KABUL (Reuters) - The disqualification of 16 presidential candidates from Afghanistan’s presidential race prompted an outcry from independent monitors on Wednesday, while some victims accused the government of being behind the move.
Cutting the number of candidates to 10, the Independent Election Commission (IEC) said those disqualified had either retained citizenship of another country or failed to provide evidence of enough support.
Western observers complained the process had been disorganised, with one senior official noting the final list was still being worked on just hours before the announcement.
Many are increasingly concerned about a repeat of the widescale fraud seen in 2009 because of deteriorating security and the flourishing trade in voter cards.
The NATO-led force in Afghanistan is hoping next year’s vote will be credible enough to mark the country’s first democratic transfer of power before most foreign troops pull out by the end of the year.
One ex-presidential hopeful, former commerce minister Anwar ul Haq Ahadi, told reporters his citizenship documents had no issues and that there must have been another motive.
“By this act, the IEC’s leadership has lost its credibility,” Ahadi said.
Independent monitors said the watchdog’s processes lacked transparency because candidates had not been informed of its decisions until they were announced to the media.
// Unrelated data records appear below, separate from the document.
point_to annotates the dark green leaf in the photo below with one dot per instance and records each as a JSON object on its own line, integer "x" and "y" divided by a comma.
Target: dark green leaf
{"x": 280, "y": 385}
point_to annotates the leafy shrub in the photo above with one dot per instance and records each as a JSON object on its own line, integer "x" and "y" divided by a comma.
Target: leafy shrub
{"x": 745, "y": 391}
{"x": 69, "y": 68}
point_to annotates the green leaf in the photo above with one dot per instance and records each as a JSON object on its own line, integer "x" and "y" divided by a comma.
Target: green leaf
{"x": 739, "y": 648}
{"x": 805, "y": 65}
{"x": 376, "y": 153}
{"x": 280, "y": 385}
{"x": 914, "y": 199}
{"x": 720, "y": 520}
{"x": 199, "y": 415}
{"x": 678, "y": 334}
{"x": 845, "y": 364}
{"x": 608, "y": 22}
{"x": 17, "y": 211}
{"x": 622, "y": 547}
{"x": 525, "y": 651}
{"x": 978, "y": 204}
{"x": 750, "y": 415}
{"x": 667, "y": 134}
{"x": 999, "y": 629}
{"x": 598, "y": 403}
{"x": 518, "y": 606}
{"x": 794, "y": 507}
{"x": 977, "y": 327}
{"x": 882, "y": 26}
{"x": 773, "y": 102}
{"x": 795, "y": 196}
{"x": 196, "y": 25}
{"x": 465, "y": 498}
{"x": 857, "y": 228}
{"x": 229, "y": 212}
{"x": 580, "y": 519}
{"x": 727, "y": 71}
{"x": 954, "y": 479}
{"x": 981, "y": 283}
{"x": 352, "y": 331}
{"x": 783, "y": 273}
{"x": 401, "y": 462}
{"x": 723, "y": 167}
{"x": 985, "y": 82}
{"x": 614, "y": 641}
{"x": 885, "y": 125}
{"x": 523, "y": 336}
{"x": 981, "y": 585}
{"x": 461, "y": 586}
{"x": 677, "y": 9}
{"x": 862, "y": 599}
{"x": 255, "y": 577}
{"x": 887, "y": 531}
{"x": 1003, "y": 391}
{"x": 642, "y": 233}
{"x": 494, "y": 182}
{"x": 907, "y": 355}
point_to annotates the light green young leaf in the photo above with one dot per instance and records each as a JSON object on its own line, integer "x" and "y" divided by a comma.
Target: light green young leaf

And even then, the IEC declined to say why it had excluded them on the grounds it would damage the candidate’s reputation.
“The method ... disqualifying 16 candidates, was not transparent and it raises serious questions,” the chairman of the Free and Fair Election Foundation of Afghanistan, Janan Spinghar, told Reuters.
“The disqualified candidates should have been informed (first) and given enough reasons.”
Kate Clark, of the Afghanistan Analysts Network, said the election had started with accusations of serious fraud and a further limitation of choice.
“It is not a promising beginning to the campaign to chose Afghanistan’s next president,” she wrote.
IEC spokesman Noor Mohammad Noor said all the disqualified contenders could appeal to the Electoral Complaints Commission over the next 20 days and anyone found to have been unfairly excluded would be able to run.
“I was one of the people who witnessed the whole process and I can say there has been no intervention by President Karzai or anyone else,” he said. “Really, they didn’t provide the criteria for the presidency.”
Candidates had been required to collect 100,000 voter cards from at least 20 provinces to prove they had widespread support. This helped fuel a burgeoning trade in votes, with cards changing hands for about $5 each.
Despite the cull, all those considered to be front-runners made it to the next round, leaving the race wide open to various former warlords, businessmen, regional strongmen and key power brokers, including President Hamid Karzai’s brother, Qayum.
Karzai himself is constitutionally barred from running again after serving two terms since coming to power in 2001.
Other front-runners include former Foreign Minister Zalmay Rassoul and West-leaning intellectual Ashraf Ghani.